Berlinale 2026: Exclusive IVAN & HADOUM Poster Premiere

Spanish filmmaker Ian de la Rosa will unveil his debut feature Iván & Hadoum in the Panorama section of the Berlin International Film Festival. Set against the stark, plastic-covered greenhouses of Almería, the film traces a love story that unfolds through breath, skin and silence.

Iván & Hadoum is an exploration of desire as corporeal experience. De la Rosa has described the relationship between his protagonists as “underground” and “almost palpable,” built on gestures rather than declarations. Words, in this universe, tend to articulate obstacles, social, familial and professional, while affection is transmitted through glances and proximity. The director’s camera frequently lingers at breathing distance, crafting what he calls an “emotional 3D,” inviting viewers not merely to observe but to inhabit the lovers’ fragile space.

The film marks the screen debut of multidisciplinary London-based artist Silver Chicón, also known in performance circles as Prinx Silver, opposite musician and DJ Herminia Loh. Both performers arrive from vibrant queer and musical communities rather than traditional acting backgrounds, a casting decision that lends the film an unvarnished physicality. Their chemistry is intended to be sensed before it is understood, an attraction that, as the director insists, must be felt “in their bodies.”

De la Rosa draws inspiration from works as disparate as Zabriskie Point by Michelangelo Antonioni and Brainwashed: Sex-Camera-Power by Nina Menkes. The former’s sensual landscapes and the latter’s interrogation of the cinematic gaze converge in a project that seeks alternative forms of representing intimacy, particularly bodies and desires that have rarely seen themselves reflected on screen.

The narrative tension emerges from socio-economic realities rather than melodramatic contrivances. Both characters grapple with precarious working conditions in Almería’s agro-industrial sector, as the potential sale of a warehouse threatens livelihoods. Yet these external pressures never eclipse the central emotional arc. According to de la Rosa, plot developments are always tethered to feeling, especially Iván’s internal conflict, ensuring that structural shifts originate in the protagonists’ emotional decisions rather than imposed twists.

Almería itself functions as a character. Long mythologized as a cinematic backdrop for international productions, the region here appears as itself: a terrain suspended between desert aridity and a “sea of plastic” greenhouses that feed Europe’s supermarkets.

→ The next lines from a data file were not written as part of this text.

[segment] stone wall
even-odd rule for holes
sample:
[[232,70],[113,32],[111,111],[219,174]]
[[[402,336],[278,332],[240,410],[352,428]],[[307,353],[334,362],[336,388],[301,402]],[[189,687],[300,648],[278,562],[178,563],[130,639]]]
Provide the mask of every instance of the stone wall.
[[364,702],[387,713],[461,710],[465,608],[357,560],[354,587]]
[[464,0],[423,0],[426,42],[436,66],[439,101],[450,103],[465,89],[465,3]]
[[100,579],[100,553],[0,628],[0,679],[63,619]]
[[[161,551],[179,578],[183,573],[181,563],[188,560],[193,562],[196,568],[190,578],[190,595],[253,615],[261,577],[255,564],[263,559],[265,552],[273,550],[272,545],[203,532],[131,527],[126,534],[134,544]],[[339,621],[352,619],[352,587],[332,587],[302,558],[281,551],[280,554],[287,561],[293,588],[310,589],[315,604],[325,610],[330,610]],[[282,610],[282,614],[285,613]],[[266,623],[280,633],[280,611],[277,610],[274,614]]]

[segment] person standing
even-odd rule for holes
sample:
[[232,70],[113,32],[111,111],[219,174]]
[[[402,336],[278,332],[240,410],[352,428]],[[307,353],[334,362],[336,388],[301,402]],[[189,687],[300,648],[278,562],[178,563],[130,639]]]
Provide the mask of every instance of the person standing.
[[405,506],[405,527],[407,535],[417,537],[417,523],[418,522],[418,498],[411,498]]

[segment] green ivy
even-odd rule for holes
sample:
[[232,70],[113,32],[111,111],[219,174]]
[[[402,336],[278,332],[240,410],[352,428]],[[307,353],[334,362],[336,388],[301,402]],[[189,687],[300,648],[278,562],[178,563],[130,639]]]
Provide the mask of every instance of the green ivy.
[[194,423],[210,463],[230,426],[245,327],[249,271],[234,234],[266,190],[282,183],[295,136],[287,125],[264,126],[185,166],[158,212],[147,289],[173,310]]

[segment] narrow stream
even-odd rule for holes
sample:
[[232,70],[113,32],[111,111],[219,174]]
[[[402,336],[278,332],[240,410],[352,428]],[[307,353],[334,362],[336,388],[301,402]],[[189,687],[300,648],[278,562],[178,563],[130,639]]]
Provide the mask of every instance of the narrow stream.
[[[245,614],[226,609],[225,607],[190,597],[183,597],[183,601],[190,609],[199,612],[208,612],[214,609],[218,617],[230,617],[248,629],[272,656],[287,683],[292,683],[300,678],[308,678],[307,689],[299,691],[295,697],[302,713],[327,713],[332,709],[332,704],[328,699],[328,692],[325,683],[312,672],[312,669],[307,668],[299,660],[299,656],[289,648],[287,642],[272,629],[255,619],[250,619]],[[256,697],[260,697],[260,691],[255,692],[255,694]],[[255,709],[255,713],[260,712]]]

The landscape simultaneously shelters and challenges the lovers, echoing the contradictions of their relationship. Literary references to Blood Wedding by Federico García Lorca and Puñal de claveles by Carmen de Burgos inform this portrayal of land as both destiny and witness.

Official synopsis:

In a greenhouse in southern Spain, Iván falls in love with his newly hired co-worker, Hadoum. But his long-awaited promotion interferes with their relationship, forcing Iván to decide what kind of person he wants to be.